One of the topologies available in a multi-region deployment of CockroachDB is known as Follow the Workload. Utilizing this topology pattern enables Cockroach to deliver fast reads within the region where the bulk of the read requests originate from. This blog will discuss the implementation details and demonstrate how to verify the performance of the Follow the Workload topology.
Follow the Workload is appropriate for a workload running in an active everywhere deployment across geographically distributed regions. A quick review of key architecture implementation choices within CockroachDB will be helpful for this discussion.
CockroachDB is a massively scalable, SQL compliant, distributed database solution. Data is stored in a monolithic immutable key value store and data in this store is broken up into manageable chunks called ranges. In a multi-region deployment, CockroachDB distributes range replicas across regions to ensure availability and survivability. The Raft consensus protocol will elect one of these replicas as a leaseholder. The function of the leaseholder is to service all reads and writes for data contained in the range. This allows CockroachDB to deliver globally consistent ACID transactions. The Follow the Workload topology enables CockroachDB to optimize the placement of these leaseholder replicas to realize performance gains.
In this example, I deployed a multi-region CockroachDB cluster across the United States using 3 AWS regions. The TPCC workload is being generated in only one region and is being load balanced across the nodes in that one local region. This configuration mimics a follow the sun type workload where different regions will see a majority of the workload throughout the day. The database was configured to run at a replication factor of 3 and CockroachDB automatically distributed one replica to each region based on the locality flags set on each node in the cluster. The leaseholders were not pinned to any specific region meaning we will allow the database to choose which region the leaseholder should reside in.
The expectation is that over time the Follow the Workload topology will kick in and that all leaseholders for the ranges being accessed by the workload would move to the region where the workload was being generated. This has the positive effect of lowering read latencies since leaseholders would be in the local data center and not require communication with nodes outside the local region to satisfy the read query. It should be noted that writes will still require communication with a quorum of replicas and incur inter-region latency.
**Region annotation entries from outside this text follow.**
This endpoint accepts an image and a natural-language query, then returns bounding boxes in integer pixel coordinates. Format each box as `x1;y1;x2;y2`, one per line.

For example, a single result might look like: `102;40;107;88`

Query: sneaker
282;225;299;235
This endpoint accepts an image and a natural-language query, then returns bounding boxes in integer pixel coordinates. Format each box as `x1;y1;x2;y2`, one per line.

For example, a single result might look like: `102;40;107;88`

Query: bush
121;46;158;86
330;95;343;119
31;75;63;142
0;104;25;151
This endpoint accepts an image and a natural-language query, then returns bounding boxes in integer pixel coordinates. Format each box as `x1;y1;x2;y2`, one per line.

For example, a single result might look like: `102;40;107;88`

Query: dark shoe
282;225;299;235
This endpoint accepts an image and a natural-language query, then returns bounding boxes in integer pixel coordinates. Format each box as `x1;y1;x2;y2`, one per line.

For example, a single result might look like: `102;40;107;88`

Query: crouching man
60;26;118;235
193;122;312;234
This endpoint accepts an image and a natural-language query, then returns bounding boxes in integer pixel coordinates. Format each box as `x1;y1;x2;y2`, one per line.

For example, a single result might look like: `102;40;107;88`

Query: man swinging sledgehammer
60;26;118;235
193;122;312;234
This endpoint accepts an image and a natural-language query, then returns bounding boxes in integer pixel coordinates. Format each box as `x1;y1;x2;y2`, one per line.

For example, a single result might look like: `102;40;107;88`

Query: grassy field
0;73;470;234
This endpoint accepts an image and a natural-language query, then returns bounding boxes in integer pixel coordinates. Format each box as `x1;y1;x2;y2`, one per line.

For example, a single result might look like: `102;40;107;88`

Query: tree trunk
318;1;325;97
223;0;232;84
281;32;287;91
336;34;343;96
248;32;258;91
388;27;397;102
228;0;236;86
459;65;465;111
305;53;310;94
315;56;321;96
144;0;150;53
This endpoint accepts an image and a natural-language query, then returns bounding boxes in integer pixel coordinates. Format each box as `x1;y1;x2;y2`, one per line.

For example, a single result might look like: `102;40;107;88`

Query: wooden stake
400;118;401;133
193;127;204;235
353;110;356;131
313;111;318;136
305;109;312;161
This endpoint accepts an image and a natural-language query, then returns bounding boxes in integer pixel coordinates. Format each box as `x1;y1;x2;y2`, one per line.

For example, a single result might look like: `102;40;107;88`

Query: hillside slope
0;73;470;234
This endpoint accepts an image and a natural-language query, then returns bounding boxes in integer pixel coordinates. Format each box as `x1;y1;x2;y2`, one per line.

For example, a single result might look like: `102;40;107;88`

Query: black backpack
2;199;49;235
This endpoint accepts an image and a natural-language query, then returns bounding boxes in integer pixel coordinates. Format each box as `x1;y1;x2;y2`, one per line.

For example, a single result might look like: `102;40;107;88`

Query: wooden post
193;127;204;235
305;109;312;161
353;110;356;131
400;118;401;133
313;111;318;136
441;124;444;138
Using the command
SELECT table_name,range_id,lease_holder_locality, count(*)
FROM [SHOW RANGES FROM DATABASE tpcc] group by table_name, lease_holder_locality order by table_name, lease_holder_locality;
We can see the initial distribution of leaseholders looks like the following
What I observed with the default CockroachDB configuration is that leaseholders would move to the region local to the workload. However, soon those nodes local to the workload were consuming more resources and CockroachDB tried to balance the load across nodes by moving leaseholders back out of the local region. We can alter this behavior by changing the following database cluster settings.
set cluster setting kv.allocator.lease_rebalancing_aggressiveness = 10;
set cluster setting kv.allocator.load_based_rebalancing = 0;
With these settings, I was able to get the Follow the Workload results I wanted. My test data consisted of 400GB of data and after 30 minutes of the steady, random TPCC workload, all leaseholders moved to the data center local to the workload as seen in the chart below.
Running the show ranges command again confirms that all leaseholders did in fact end up in the west region where my workload was running.
There are a couple of considerations worth mentioning if you intend to utilize Follow the Workload. First, keep in mind we turned off the cluster setting to allow CockroachDB to move leaseholders based on increasing load. You need to test thoroughly and confirm that your cluster is right-sized to support having all the leaseholders in one region. Second, since nodes containing the leaseholder replicas shoulder the burden of coordinating read and write requests you will have to carefully monitor that those nodes do not become saturated especially in failure situations where you may lose a node.
In summary, the Follow the Workload topology can be a useful tool to optimize performance for applications where load can shift to geographically disparate regions throughout the day. I hope you found this useful!